Book Review: Rabbit Hole by Kate Brody

A page-turning debut mystery that’s as addictive as a late-night Reddit binge, about a grieving woman obsessed with solving her sister’s cold-case disappearance via the true crime fandom. Read on for Doreen Sheridan's review!

Kate Brody’s arresting debut novel delves deep into the heart of a modern young woman trying to make sense of a life of tragedy with its unrelenting tides of grief. When Teddy Angstrom’s father kills himself on the tenth anniversary of her sister’s disappearance, Teddy and her mother Clare are almost too numb to react. Angie Angstrom hadn’t been her father’s favorite daughter, exactly, but he had been the only person capable of handling the teenage girl in the years before she vanished. Teddy had certainly relied on him to help protect her from her volatile elder sister:

When she did shake me awake so that she could yell at me for some perceived slight, some way that I thought I was better than her or ignored her at school or whatever, I would tune it out and wish for Dad. And most of the time, he heard me calling for him in my head. Most of the time, he was there within a minute or two to whisk Angie downstairs for a pot of coffee and a serious talk and a lot of crying.

 

Mom thought he was too soft, too sympathetic. She thought Angie was getting caught on purpose, so that she could get his attention.

Dad and Angie had both suffered from substance abuse issues, a problem that was only exacerbated for Dad after Angie went missing. Teddy had known that her father was damaged, but only discovers the extent of his grief after Clare asks her for help sorting through his personal effects and their bills. Teddy is horrified to discover how broke her mother is now, and mystified by the puzzling expenses her father had incurred before he died. As she seeks to close his accounts and make life easier for her mother, she finds that he had been involved with various online communities still seeking answers as to what might have happened to Angie.

Unable to resist carrying on his work, Teddy starts calling the numbers on his burner phone and making posts on the websites he frequented. Her inquiries soon bring her not only to a romantic entanglement with a figure from her past, but also into the orbit of a disarmingly quirky teenager named Mickey, who reminds her uncomfortably of Angie. And while, at first, her sleuthing is in service of her father’s memory, she quickly comes to the realization that this is all her way of dealing with her still unresolved anguish over both his death and Angie’s disappearance.

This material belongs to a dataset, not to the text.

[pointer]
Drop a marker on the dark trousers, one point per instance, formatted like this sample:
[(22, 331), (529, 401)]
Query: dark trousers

At least she knows why her father died. No one in her family has yet been able to figure out what happened to Angie and why.

Because of this, Teddy is still tormented by her memories of her sister, and by her own actions ten years prior:

Other times—most of the time—I felt good about keeping Angie’s meaningless secrets. Angie—I would think, back when I still almost-prayed to her—Ange, I told them next to nothing. And in my prayers, she would pat my head appreciatively. I imagined her coming back and realizing how seriously I took our confidence. I imagined us growing closer than we’d ever been. Angie taking me seriously. Both of us in our twenties, in our thirties—best friends. Angie realizing that I was the only one who cared about who she was. The two of us living like sisters in a movie, laughing and giggling in the daylight together, crying with each other at night.

Haunted as much by the loss of her sister as an actuality as she is by the loss of her sister as a possibility, Teddy is driven to make increasingly risky choices in her pursuit of the truth. But when her own survival is at stake, will Teddy be able to prioritize her present instead of chasing after a shadowed past or a fantasy future that looks ever less likely with each of her impulsive moves?

Pensive and grave, Rabbit Hole examines how the Internet allows the emotionally unstable to not only escape from reality but also to find community, for better or worse. Instead of processing her grief, Teddy allows modern technology to distract her with hits of dopamine, in much the same way that older generations used mind-altering substances or other dissociative devices to cope with their pain. While this book doesn’t provide definitive answers as to what happened to Angie, the aftereffects of her disappearance are clearly outlined, with both unflinching realism and an almost painful level of empathy. Teddy is a disaster, but she’s also very human and vivid, the perfectly portrayed protagonist of this dark psychological thriller.